# Uber got audited by the IRS!



## Drizzle (Jan 1, 2018)

Finally someone gets to look at the real numbers. Uber hq is freaking out right now, we have a 70 billion dollar startup that doesnt pay taxes! They say they keep losing money but we will see what happens!!!

https://www.9news.com/mobile/articl...eview/73-576ec002-dd92-4195-ba0c-1b42ce97794f


----------



## U/L guy (May 28, 2019)

I see a lot of political low lifes selling their souls to Uber to get the IRS audit squashed.


----------



## Seamus (Jun 21, 2018)

Drivers who drove in 2013 & 2014 and weren't straight up on their taxes should be freaking out just as much. Those that don't make enough to get a 1099k so they didn't report their Uber income on their taxes.........this is how YOU get caught.


----------



## Don'tchasethesurge (Dec 27, 2016)

If Uber actions reflect on their taxes then I am sure the irs will find a lot. Uber has always had attitude of being above the law... not good for investor.


----------



## Michael1230nj (Jun 23, 2017)

No one doubts they are losing money.
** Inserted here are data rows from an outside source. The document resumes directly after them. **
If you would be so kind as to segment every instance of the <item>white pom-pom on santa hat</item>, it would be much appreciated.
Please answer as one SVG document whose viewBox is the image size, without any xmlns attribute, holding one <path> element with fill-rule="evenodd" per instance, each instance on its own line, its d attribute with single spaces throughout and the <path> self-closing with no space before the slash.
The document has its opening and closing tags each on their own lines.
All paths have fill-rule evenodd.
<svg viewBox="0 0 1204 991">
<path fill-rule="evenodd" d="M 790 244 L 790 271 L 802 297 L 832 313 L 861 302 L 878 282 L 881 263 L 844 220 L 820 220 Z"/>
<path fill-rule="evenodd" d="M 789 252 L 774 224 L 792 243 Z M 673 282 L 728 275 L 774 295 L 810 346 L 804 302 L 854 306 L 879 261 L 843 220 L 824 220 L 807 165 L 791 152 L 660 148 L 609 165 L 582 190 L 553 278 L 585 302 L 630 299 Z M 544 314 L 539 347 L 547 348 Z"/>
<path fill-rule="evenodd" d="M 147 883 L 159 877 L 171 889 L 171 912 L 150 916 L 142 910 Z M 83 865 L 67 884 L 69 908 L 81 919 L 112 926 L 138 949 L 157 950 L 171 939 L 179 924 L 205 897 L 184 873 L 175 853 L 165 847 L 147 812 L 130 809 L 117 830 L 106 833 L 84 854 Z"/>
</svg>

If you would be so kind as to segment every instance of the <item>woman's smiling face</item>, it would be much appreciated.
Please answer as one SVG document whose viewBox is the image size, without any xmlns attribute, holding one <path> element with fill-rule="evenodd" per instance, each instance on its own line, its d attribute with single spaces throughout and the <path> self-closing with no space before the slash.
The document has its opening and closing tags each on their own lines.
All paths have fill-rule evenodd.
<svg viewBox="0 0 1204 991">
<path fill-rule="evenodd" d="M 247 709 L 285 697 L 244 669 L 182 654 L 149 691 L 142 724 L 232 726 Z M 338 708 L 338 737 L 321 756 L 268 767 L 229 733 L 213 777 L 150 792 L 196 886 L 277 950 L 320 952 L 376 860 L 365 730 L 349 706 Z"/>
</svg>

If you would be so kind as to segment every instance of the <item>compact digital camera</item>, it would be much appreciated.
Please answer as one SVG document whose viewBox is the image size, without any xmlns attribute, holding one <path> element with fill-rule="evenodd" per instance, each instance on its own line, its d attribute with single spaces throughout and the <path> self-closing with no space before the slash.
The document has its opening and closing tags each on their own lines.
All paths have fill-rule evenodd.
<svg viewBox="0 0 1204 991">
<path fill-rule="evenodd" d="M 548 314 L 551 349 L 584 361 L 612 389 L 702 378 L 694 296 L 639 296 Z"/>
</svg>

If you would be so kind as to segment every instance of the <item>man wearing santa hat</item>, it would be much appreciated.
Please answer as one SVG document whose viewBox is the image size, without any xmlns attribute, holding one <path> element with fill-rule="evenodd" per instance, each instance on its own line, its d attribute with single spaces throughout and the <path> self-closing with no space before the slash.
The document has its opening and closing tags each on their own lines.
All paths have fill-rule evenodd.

This is a non event.


----------



## observer (Dec 11, 2014)

If Uber is paying itself to another subsidiary in an account in another country it will never be profitable because all the profits are being offshored.

Lots of companies have been doing this including Uber.

Uber is under investigation for tax fraud in several countries.


----------



## Stevie The magic Unicorn (Apr 3, 2018)

Seamus said:


> Drivers who drove in 2013 & 2014 and weren't straight up on their taxes should be freaking out just as much. Those that don't make enough to get a 1099k so they didn't report their Uber income on their taxes.........this is how YOU get caught.


I had a substantial taxable profit the first year I was doing Uber. Ya know back when it paid well.

I also have my taxi income folded neatly into my Uberx income making it a convoluted mess for back then as well.

But I showed a taxable profit every year since 2010 so I'm not that worried.


----------



## Drizzle (Jan 1, 2018)

Michael1230nj said:


> No one doubts they are losing money. This is a non event.


It is a big deal, the company went from 100k to 70 billion without showing a profit, thats tax fraud, they are offshoring some of the money and some of the money was burned. Some of the money was embezzled, but most importantly someone is investigating.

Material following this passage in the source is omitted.